In order to decide who should get a colonoscopy, some tests are performed first. By collecting your stool sample and having the hospital perform a test on it, doctors can detect if there might be a problem. This process is known as screening.

Of all the people who have colon cancer, some don’t feel well and turn up at the hospital or their doctor’s office, and some people are screened and find out they have cancer that way.    

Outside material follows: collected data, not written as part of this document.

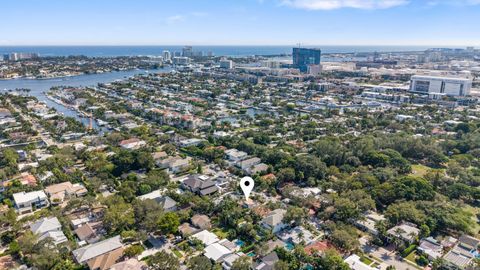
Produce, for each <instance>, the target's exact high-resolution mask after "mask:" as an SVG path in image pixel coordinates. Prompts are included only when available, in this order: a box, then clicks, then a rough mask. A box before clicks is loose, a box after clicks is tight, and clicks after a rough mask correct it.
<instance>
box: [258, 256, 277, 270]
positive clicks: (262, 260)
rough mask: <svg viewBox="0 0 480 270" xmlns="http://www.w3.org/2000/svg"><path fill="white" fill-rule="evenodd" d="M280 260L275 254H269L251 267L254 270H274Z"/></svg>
mask: <svg viewBox="0 0 480 270" xmlns="http://www.w3.org/2000/svg"><path fill="white" fill-rule="evenodd" d="M279 260H280V259H279V258H278V255H277V253H276V252H271V253H269V254H268V255H266V256H265V257H263V258H262V259H261V260H260V261H259V262H257V263H255V264H254V265H253V267H252V268H253V269H254V270H274V269H275V263H276V262H278V261H279Z"/></svg>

Screening in Northern Ireland is managed by the Bowel Cancer Screening Programme and was set up in April 2010.  Screening is helpful to find polyps early and remove them to prevent progression to cancer, providing an opportunity for an earlier diagnosis to help those patients live longer. Screening is typically offered to people aged between 60 and 70 years old and if all looks okay, they will be screened again every 2 years.

The more people are screened early, the better chance of removal and effective treatment, but screening everyone would cost a lot of time and money.

My PhD project is to build a mathematical model which looks at the screening programme in Northern Ireland to see when it is good value for money to perform these tests, and investigate what screening approach is the most cost effective for Northern Ireland.

This model mirrors how the screening programme is used to map out the development of Colorectal Cancer. By following the different paths illustrated by the arrows, we can work out the cost of moving to different boxes and how this affects people’s health outcomes.